Angered by the shooting death of an infant girl and bomb attacks in Jerusalem that hurt dozens of other people, new Israeli Prime Minister Ariel Sharon's Cabinet agreed on measures to counter "terror" at the hands of Palestinians. The measures weren't specified, but Foreign Minister Shimon Peres said: "We will react to prevent other acts like this. They will get nothing from us through force." One of the blasts killed a bus passenger found to have been carrying explosives attached to his belt.
Only distant shooting could be heard from Macedonia's capital amid signs that the clashes between government forces and ethnic Albanian guerrillas were largely over. But, claiming by phone to be "in our positions and waiting," a guerrilla leader told journalists his followers were ready to fight on if dialogue between moderate Albanian political leaders and the government was unproductive.
Almost 10,000 security police were being deployed to guard against violence in Jakarta, Indonesia, as embattled President Abdurrahman Wahid prepared to respond today to his official censure by parliament. He is expected to apologize for "lack of cooperation" in a probe of his involvement in two financial scandals and perhaps even acquiesce to criminal prosecution. But political opponents say they expect a second formal rebuke, a necessary prerequisite to impeachment, to be approved afterward.

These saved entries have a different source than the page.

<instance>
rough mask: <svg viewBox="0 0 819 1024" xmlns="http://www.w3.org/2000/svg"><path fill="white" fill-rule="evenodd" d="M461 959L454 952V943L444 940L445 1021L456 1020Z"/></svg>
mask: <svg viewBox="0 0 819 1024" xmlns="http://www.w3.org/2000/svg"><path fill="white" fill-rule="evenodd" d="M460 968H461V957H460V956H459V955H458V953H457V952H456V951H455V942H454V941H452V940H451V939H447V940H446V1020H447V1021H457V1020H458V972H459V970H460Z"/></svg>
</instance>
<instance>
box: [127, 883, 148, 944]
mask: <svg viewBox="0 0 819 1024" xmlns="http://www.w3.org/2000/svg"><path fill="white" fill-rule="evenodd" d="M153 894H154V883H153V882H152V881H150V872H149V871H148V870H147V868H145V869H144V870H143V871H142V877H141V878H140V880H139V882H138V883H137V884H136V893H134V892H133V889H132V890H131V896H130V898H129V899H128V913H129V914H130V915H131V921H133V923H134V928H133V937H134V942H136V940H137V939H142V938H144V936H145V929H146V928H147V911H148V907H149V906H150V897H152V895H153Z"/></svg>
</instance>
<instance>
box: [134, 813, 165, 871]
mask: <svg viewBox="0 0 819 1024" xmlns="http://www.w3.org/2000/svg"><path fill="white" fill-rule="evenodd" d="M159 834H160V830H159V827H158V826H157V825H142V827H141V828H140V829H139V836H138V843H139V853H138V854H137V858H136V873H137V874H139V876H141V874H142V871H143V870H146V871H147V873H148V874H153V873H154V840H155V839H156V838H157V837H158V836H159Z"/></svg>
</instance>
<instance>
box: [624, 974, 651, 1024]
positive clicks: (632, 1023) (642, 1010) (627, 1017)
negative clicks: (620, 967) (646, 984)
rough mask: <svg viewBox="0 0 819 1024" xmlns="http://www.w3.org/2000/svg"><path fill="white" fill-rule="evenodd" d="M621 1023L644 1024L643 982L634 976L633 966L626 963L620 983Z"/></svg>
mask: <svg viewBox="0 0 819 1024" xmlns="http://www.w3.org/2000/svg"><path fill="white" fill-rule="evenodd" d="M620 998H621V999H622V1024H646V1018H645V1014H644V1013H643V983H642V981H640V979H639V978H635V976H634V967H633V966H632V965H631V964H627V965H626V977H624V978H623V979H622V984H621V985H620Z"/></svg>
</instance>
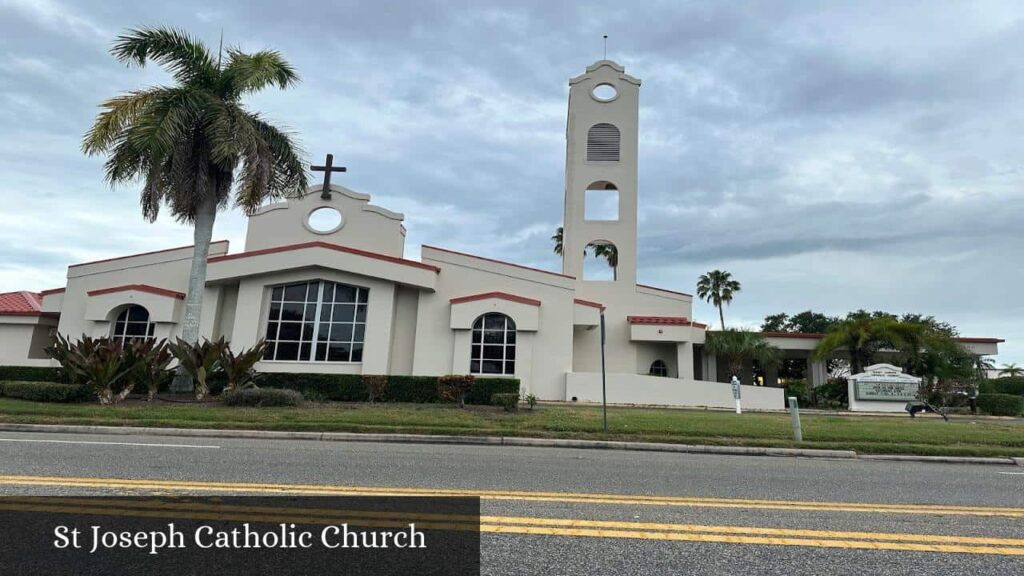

By a narrow 220-to-210 vote, members of Mexico's Congress agreed to hear a direct plea today from Zapatista rebel leaders for passage of landmark Indian rights legislation. The vote followed a threat by the Zapatistas last week to return home from their high-profile march on the capital to the impoverished state of Chiapas for "other forms of struggle" when it appeared they'd be denied the opportunity to address Congress.
At least a dozen people died and six UN aid workers were abducted in a surprise attack on the Doctors Without Borders compound in Mogadishu, Somalia. The fate of about 20 local employees of the Nobel Peace Prize-winning organization who were not accounted for after the incident was not immediately clear. The attack was blamed on heavily armed loyalists of faction leader Musa Sudi Yalahow, whose forces control much of the capital despite the installation of a new national government last year.
A heavily guarded freight train carrying 60 tons of nuclear waste was nearing a site in Germany where thousands of environmental protesters waited to block its path. Reports said police, in the largest peacetime security operation in German history, already had arrested about 40 demonstrators as the Monitor went to press. The highly radioactive waste from power plants was reprocessed in casks in France and is to be placed in storage near Hamburg.